Posts Tagged ‘stern brocot tree’

?'(x)

November 11, 2009

Yesterday I talked about the function ?(x). If you recall (or rather, if you don’t… if you do recall, you can probably skip to the next paragraph), I defined this function by lining up two infinite binary trees. One tree was obtained by taking mediants, giving us the Stern-Brocot tree, while the other was obtained by taking midpoints, giving us a tree of “dyadic” fractions (denominators are powers of two). To evaluate ?(x), you find x in the Stern-Brocot tree, and then ?(x) is the value in the corresponding position of the dyadic tree.

Instead of thinking about infinite binary trees, let us think about cutting each tree off at some level, n. The pictures from yesterday’s post are, if you ignore the vertical dots, the trees when n=2. In the dyadic tree, we will obtain all fractions m/2^p where 0<m<2^p is odd and 1\leq p\leq n+1. Said another way, we will get all of the values m/2^{n+1} where 0<m<2^{n+1} (not necessarily odd anymore). If you think about it for a few moments, you’ll notice that these points are equally spaced in the interval, each being 1/2^{n+1} away from its neighbors. This is not the case for the Stern-Brocot tree.

In the truncated Stern-Brocot tree, points are scattered through the interval (0,1). We can see that they are scattered in a way that is symmetric around 1/2, but what else can we say? Think about choosing some number, b, of buckets, call them B_0,\ldots,B_{b-1}. Let B_i collect all of the points from the truncated Stern-Brocot tree whose value lies between i/b and (i+1)/b. Of course, I’m being a little loose with my endpoints, but hopefully the idea comes across. If you choose an appropriate number of buckets, depending on the depth of your truncated tree, you can arrange that no point is an endpoint of a bucket’s interval.

Anyway, when you’re done with that, count how many points are in each bucket. This defines a function from the interval [0,1] to non-negative integers, where the value at all points in B_i is the count of the number of Stern-Brocot points in the bucket B_i. Here’s an example graph, obtained by taking the depth 10 Stern-Brocot tree, and putting points into 59 buckets (unless I coded something up wrong :)):

You could next scale this graph vertically by a constant so that the total area of all of the rectangles is 1. That is, you could make the graph that of a probability distribution. Of course, the distribution you get will depend on not ony the depth of the tree, but also how many buckets you choose. Since I’m only vaguely sure what I’m talking about, let me not say much more about that.

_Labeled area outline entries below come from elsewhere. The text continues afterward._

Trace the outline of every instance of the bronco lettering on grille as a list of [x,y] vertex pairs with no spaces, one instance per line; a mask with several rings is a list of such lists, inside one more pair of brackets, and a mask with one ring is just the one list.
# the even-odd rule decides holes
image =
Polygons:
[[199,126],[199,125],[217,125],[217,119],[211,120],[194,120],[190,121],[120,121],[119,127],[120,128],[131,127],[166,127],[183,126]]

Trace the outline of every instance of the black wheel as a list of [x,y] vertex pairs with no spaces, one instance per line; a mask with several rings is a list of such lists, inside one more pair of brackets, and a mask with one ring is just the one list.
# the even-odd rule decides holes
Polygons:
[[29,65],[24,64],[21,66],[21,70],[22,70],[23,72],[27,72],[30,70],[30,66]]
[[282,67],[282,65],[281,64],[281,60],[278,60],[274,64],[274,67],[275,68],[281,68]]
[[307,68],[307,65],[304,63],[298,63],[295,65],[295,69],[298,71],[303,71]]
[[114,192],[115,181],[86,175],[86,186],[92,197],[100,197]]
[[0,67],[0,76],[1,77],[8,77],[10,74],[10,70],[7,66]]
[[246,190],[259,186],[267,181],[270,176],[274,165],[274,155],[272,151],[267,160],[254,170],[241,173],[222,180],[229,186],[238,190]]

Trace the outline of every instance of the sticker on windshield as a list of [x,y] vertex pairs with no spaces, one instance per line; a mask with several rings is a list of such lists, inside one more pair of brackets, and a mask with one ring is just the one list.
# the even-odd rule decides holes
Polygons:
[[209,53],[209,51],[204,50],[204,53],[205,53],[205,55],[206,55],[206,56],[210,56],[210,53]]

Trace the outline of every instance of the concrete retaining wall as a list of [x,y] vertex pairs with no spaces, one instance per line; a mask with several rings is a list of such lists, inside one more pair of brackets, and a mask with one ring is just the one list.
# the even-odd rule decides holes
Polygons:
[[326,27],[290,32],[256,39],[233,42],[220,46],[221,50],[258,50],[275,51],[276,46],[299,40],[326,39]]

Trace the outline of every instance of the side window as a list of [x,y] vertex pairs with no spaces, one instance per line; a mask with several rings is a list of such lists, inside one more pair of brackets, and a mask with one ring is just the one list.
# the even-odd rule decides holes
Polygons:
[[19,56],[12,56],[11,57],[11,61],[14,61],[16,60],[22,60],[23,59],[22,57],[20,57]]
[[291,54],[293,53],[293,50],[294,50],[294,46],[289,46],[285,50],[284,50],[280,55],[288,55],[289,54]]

A less graphical way to think about all of this is that, for each n, I define two random variables X_n and Y_n. The first, X_n picks a value from all of the nodes in the Stern-Brocot tree of depth n, assuming each is equally likely. The second is basically the same, using the dyadic tree instead. I’m not particularly well-versed in probability, but I guess you are allowed to take the limit of these probability distributions, let’s say X=\lim X_n, and similarly Y=\lim Y_n. This defines two probability functions on the interval [0,1] (well, I suppose technically it probably defines a probability function on the rationals there…).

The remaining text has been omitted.